Top of Form; the patentability of software.

A new test restricting patentability of software has been introduced in a US Federal Court known as the “machine or transformation”. The President of the European Patent Office (EPO) has referred a set of questions to the EPO’S Enlarged Board of Appeal on software patentability, which will have an impact in Europe.

Mr Justice Lewison, sitting in the Patents Court has considered the UK position following the Court of Appeal’s most recent judgment in Symbian. Mr Justice Lewison admitted after the Court of Appeal’s most recent judgment in Symbian that he was disappointed that the Court of Appeal had declined to provide a clear rule to determine whether or not a program is excluded from patentable subject matter. What follows is a summary of his and the UK’s position of what amounts to a “technical” contribution:

The four-stage Aerotel test remains the law, but should not be followed blindly, one must ask whether the contribution made by the invention is “technical”. The Court of Appeal “somewhat depressingly” failed to spell out what this means, but referred to early decisions of the EPO Technical Boards of Appeal and its own earlier decisions in Merrill Lynch and Gale.

Mr Justice Lewison analysed these decisions and distilled the following signposts to what he called a “relevant technical effect”:

whether the claimed technical effect has a technical effect on a process which is carried on outside the computer

whether the claimed technical effect operates at the level of the architecture of the computer that is to say whether the effect is produced irrespective of the data being processed or the applications being run

whether the claimed technical effect results in the computer being made to operate in a new way

whether there is an increase in the speed or reliability of the computer

And/or whether the perceived problem is overcome by the claimed invention as opposed to merely being circumvented.

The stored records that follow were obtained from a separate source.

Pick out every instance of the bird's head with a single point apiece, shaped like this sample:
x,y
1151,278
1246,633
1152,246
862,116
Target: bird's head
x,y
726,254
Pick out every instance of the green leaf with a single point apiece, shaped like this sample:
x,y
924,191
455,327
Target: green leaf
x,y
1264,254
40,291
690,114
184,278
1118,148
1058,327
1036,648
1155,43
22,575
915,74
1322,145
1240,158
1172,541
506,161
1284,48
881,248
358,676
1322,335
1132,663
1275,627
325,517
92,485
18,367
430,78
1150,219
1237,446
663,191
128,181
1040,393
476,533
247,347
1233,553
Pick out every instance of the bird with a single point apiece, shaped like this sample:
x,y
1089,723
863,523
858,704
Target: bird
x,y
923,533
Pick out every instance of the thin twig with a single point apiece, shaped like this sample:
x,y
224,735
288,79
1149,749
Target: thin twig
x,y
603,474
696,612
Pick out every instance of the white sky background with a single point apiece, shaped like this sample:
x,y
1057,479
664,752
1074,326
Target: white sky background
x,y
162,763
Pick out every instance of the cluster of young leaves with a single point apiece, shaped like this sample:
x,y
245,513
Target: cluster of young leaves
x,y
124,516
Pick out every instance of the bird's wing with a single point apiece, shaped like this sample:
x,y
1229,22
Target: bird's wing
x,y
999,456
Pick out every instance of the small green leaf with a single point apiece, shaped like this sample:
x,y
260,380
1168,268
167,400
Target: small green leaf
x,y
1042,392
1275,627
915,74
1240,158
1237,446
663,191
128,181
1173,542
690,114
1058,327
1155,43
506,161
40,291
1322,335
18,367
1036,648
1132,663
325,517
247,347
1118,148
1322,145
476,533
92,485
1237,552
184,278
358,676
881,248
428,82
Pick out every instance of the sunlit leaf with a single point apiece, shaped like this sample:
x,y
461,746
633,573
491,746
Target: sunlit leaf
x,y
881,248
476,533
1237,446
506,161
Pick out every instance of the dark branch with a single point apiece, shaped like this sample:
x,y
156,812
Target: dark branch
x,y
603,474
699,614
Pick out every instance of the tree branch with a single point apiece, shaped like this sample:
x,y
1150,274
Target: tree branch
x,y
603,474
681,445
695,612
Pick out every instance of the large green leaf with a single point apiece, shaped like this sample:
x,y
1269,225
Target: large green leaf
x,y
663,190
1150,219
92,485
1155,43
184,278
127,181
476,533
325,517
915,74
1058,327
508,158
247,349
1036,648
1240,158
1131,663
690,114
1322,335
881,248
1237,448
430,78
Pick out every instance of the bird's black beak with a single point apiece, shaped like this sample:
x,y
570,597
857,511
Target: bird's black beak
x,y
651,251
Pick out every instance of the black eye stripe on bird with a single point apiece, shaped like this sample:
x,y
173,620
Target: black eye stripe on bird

He added the qualification that, if there is a technical effect in this sense, it is still necessary to consider whether the claimed technical effect lies solely within matter excluded from patentability. This seems rather circular as the above principles are culled from decisions identifying the type of technical contribution that is patentable. While each case must be decided on its own facts, Mr Justice Lewison’s guidance points to precisely the sorts of things that are not excluded from patentability.